Without changing anything related to grub, the kernel, or dracut, my system no longer boots (by itself) after I added another disk to an existing boot-able single-disk md RAID (Linux RAID) configuration. The boot log looks like this:
...
Autoassembling MD Raid
...
No root device, sleeping forever
Background:
My system has been running for several years with two md RAID (Linux RAID) partitions on a single drive: one for the /boot filesystem and one for an encrypted LVM volume where everything else lives, including the root filesystem.
When I originally built the RAID partitions, I only had one HDD. I anticipated getting another one in the future, so I set up two MD partitions as single-drive RAID1 devices.
Well, I finally got another disk and added it. This process couldn't have gone more smoothly. I added the drive to my computer, partitioned it into two MD partitions, and added the appropriate partition to the corresponding existing RAID device. Immediately the RAID devices started synchronizing to the new drive. Both sync operations completed successfully and the devices were "clean."
The next time I rebooted, I got the error shown above. dracut couldn't find the root partition.

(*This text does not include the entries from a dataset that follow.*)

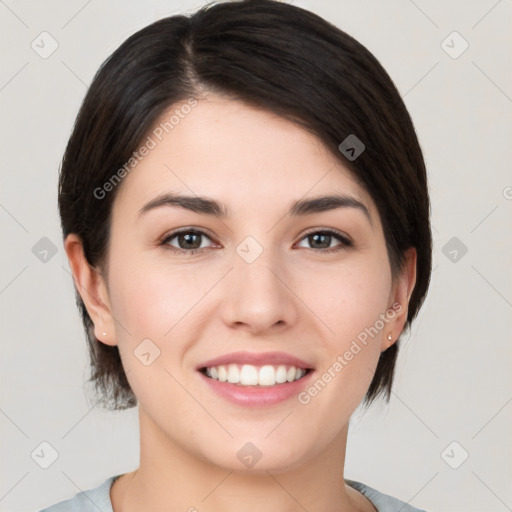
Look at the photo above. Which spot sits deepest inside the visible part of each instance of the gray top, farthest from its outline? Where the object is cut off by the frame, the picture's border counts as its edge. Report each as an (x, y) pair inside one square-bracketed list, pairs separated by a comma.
[(98, 499)]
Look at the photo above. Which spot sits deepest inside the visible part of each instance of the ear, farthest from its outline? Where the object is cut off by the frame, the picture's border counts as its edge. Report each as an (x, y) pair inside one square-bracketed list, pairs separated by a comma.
[(399, 299), (93, 290)]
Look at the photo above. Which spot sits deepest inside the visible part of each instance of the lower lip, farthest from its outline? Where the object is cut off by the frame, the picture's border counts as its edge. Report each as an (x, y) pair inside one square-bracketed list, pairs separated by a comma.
[(258, 396)]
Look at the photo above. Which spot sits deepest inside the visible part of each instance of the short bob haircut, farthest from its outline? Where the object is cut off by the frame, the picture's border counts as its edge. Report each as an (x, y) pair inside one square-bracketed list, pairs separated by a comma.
[(276, 57)]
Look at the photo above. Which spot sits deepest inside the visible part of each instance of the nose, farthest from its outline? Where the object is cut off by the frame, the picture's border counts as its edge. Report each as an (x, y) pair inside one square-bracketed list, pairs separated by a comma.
[(258, 295)]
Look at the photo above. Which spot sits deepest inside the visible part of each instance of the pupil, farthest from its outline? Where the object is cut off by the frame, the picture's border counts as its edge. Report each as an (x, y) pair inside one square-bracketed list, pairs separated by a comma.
[(315, 237), (187, 238)]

*Okay, here's the part I don't understand*
When I boot with kernel option "rdshell" I can easily assemble both md devices by hand:
mdadm --assemble /dev/md0 <dev1> <dev2>
mdadm --assemble /dev/md1 <dev1> <dev2>
And that's all it takes. I just exit the dracut shell, and the system boots just fine. It prompts me to unlock the encrypted volume and boots up.
So, why can't dracut assemble the RAID devices by itself? Here are some ideas.

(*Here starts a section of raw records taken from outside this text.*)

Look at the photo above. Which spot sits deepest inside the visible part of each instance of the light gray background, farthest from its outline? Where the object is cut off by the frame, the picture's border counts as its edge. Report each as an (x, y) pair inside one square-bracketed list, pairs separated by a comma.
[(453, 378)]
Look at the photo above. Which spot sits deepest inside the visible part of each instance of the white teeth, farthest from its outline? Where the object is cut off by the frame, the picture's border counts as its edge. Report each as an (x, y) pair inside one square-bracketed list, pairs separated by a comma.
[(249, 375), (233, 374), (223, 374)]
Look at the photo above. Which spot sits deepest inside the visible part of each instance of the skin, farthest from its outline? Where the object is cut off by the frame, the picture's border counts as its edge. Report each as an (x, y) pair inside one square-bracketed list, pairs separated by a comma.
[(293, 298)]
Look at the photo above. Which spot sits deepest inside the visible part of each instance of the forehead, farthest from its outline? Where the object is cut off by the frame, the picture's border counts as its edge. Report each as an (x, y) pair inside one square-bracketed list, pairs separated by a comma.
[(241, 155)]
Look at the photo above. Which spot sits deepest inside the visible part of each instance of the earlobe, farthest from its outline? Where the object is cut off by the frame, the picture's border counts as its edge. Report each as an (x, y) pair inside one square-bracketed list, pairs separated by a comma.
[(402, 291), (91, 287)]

1) outdated mdadm.conf: the mdadm.conf in the old initramfs image still shows device-num=1
2) metadata version 0.9 : some people suggest there exists an ambiguity regarding the superblock with v0.9, where as version 1.0 does not have this problem.

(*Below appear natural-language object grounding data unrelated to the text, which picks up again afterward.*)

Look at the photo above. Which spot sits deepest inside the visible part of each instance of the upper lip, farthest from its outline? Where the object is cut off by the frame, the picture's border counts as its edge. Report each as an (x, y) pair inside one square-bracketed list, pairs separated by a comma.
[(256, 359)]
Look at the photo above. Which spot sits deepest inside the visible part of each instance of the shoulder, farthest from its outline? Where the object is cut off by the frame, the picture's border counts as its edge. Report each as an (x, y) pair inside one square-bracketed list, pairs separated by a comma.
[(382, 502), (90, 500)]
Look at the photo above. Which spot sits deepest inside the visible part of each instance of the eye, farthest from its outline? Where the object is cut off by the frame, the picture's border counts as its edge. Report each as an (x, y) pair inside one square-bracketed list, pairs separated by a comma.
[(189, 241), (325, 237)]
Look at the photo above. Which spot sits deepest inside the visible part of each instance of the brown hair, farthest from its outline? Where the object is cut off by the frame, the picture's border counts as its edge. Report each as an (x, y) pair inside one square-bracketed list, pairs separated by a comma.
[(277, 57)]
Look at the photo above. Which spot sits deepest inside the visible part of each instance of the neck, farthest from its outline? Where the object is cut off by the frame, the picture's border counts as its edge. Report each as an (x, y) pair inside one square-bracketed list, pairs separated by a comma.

3) mdadm.conf: something else is wrong in mdadm.conf.
I can't tell what dracut is doing when it says "Autoassembling MD Raid". It's obviously not doing it correctly. But, I don't know why. The UUID of the devices hasn't changed, the kernel boot parameters haven't changed. The only thing that has changed is the number of devices in the RAID device. But, I don't know why that would affect assembly. All the partitions are correctly labeled id=fd, Linux raid autodetect.
---------- Post added at 03:21 PM ---------- Previous post was at 03:19 PM ----------
Hmm, naturally, found this right after posting. This is *exactly* my problem.
http://forums.fedoraforum.org/showthread.php?t=255964
But, removing the redundant disk isn't really a good solution. I'm going to see if updating the mdadm.conf with the right number of devices will work.
---------- Post added at 04:04 PM ---------- Previous post was at 03:21 PM ----------
Yes, just setting 'num-devices=2' (it was =1, previously) in mdadm.conf *in the initramfs image* fixed everything.
But, from what I can tell, this option isn't even required. I see recommendations to use the output of 'mdadm --examine --scan' for your mdadm.conf. That doesn't seem exactly right, but maybe for the ARRAY lines, at least.
I'm going to simply remove the num-devices= option and seem what happens, but it might be a while before I reboot again. I'll try to remember to update this post with the results.